Two Poems by January Pearson

Dad’s Skoal Can

He’d pop off
the top and tuck
a small mound under
his lip, then slip the tin
into his pocket. Sweet 
bitterness like burnt sugar, 
an aroma worn into his VW
bug, his calloused hands, 
clean cotton shirts. At night,
I’d see his jeans crumpled
on the floor, imprint
weathered into the denim,
the way some impressions
form outlines of the past,
only kinder, old cloth
fading and lightening,
stitched threads
pressed in a circle,
softening.

 

Song of the Opossum

Darkness calls me
from my hollow,

smell of rind & bone
spills from your delicious

trash.
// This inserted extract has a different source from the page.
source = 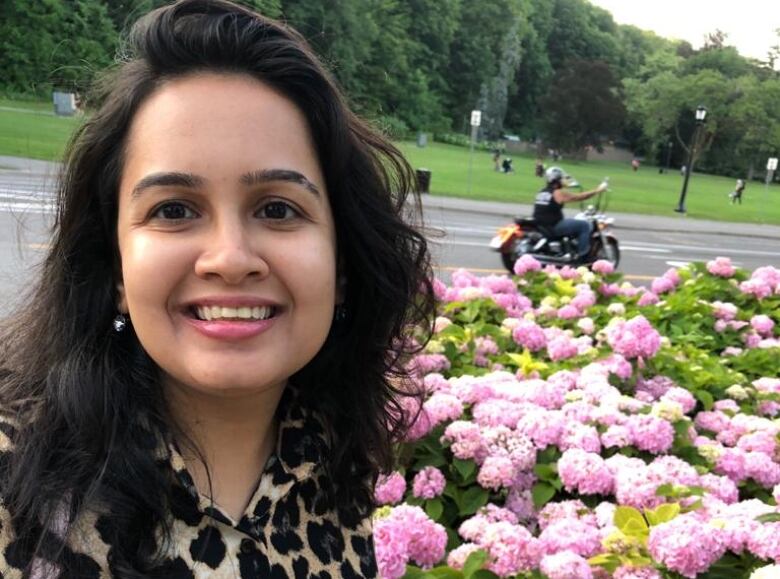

You rarely catch me
feasting behind the roses,

hear my claws scratch
your rooftop, tail rustling

your garden beds.

Behind glass walls,
your lives are frenzy

& obligation,
shirts tight around

your necks, children
hammering fist to table

wailing for more.

My eyes gleam
while I stroll along

your moonlit fence,
pluck the ripe sweetness

of meat from a nest,
loll in the balmy

June grass,
belly full.


January Pearson lives in Southern California with her husband and two daughters. She teaches in the English department at Purdue Global University. Her work has appeared or is forthcoming in Notre Dame Review, Atlanta Review, Third Wednesday, Gargoyle Magazine, Pittsburgh Poetry Review, American Journal of Poetry, Gravel, and Summerset Review.